Progress is identified by checkpoints using the Checkpoint
struct defined as follows:
#[non_exhaustive]
#[derive(Clone, Debug, PartialEq, Eq)]
pub struct Checkpoint {
pub timestamp: Duration,
pub stream_id: StreamID,
pub generation: GenerationTimestamp,
}
Managing saving and restoring is used by implementing CDCCheckpointSaver
trait defined as follows:
#[async_trait]
pub trait CDCCheckpointSaver: Send + Sync {
async fn save_checkpoint(&self, checkpoint: &Checkpoint) -> anyhow::Result<()>;
async fn save_new_generation(&self, generation: &GenerationTimestamp) -> anyhow::Result<()>;
async fn load_last_generation(&self) -> anyhow::Result<Option<GenerationTimestamp>>;
async fn load_last_checkpoint(
&self,
stream_id: &StreamID,
) -> anyhow::Result<Option<chrono::Duration>>;
}
User can use any way they want to manage checkpoints, for example they can store it in a database or in a file.
There is a default implementation that uses ScyllaDB called TableBackedCheckpointSaver
.
Its source code is located in file checkpoints.rs and can serve as an inspiration how to write new checkpoint savers.
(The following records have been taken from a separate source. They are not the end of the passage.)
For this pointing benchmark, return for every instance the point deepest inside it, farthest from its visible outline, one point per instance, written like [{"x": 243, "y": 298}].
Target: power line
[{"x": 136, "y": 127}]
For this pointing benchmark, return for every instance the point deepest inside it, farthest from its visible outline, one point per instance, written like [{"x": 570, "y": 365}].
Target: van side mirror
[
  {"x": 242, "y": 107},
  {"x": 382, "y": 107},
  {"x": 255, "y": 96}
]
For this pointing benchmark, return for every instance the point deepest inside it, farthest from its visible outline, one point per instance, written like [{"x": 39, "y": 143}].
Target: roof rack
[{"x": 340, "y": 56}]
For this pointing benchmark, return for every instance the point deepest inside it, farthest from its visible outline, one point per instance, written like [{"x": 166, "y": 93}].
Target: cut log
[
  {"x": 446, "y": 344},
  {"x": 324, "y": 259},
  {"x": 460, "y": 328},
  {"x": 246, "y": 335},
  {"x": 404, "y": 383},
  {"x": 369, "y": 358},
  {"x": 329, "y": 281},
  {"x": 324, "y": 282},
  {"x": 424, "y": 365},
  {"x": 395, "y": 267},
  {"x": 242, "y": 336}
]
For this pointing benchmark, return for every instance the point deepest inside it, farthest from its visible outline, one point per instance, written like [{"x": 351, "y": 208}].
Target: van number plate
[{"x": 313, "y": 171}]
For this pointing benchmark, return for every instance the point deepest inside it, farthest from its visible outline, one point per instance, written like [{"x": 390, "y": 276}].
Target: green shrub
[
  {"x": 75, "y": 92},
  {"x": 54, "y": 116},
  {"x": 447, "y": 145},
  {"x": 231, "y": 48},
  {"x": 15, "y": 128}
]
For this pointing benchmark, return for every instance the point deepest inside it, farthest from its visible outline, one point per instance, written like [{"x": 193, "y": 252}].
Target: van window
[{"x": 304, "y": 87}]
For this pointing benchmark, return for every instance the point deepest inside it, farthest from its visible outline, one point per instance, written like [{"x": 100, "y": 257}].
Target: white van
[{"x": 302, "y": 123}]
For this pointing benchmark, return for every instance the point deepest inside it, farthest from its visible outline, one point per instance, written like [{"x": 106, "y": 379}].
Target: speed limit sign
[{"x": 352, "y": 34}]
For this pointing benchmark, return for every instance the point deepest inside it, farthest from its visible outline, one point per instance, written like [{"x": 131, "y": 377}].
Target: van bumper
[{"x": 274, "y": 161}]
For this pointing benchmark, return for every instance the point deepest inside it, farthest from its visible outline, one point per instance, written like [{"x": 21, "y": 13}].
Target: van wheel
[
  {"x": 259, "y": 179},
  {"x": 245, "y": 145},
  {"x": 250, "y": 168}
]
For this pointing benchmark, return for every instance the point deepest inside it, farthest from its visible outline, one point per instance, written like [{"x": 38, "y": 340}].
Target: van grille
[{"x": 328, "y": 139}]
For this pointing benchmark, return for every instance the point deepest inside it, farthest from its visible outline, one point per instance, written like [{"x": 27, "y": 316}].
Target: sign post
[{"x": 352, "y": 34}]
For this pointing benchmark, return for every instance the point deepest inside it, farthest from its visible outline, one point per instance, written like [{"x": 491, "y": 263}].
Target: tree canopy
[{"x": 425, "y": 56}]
Example of usage for TableBackedCheckpointSaver
:
let user_checkpoint_saver = Arc::new(
TableBackedCheckpointSaver::new_with_default_ttl(session, "ks", "checkpoints")
.await
.unwrap(),
);
This example will create checkpoint_saver that will save checkpoints in keyspace.table_name
table using default TTL of 7 days.
User can also explicitly provide TTL:
let ttl: i64 = 3600; // TTL of 3600 seconds (one hour).
let user_checkpoint_saver = Arc::new(
TableBackedCheckpointSaver::new(session, "ks", "checkpoints", ttl)
.await
.unwrap(),
);
Note: TTL is measured in seconds.
To save progress, the user needs to enable it while building the CDCLogReader
and provide an Arc
containing an object that implements CDCCheckpointSaver
.
let (log_reader, handle) = CDCLogReaderBuilder::new()
// ...
.should_save_progress(true) // Mark that we want to save progress.
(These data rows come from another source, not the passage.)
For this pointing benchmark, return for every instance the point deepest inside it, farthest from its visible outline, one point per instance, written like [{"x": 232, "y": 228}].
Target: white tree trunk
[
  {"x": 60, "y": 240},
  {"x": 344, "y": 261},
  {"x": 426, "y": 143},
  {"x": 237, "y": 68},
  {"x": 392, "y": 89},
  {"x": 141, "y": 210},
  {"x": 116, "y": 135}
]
.should_load_progress(true) // Mark that we want to start consuming CDC logs from the last saved checkpoint.
.pause_between_saves(time::Duration::from_millis(100)) // Save progress each 100 ms. If not specified, a default value of 10 seconds is used.
.checkpoint_saver(user_checkpoint_saver) // Use `user_checkpoint_saver to manage checkpoints.
.build();
Note: Setting saving/loading progress requires also setting checkpoint_saver to be used.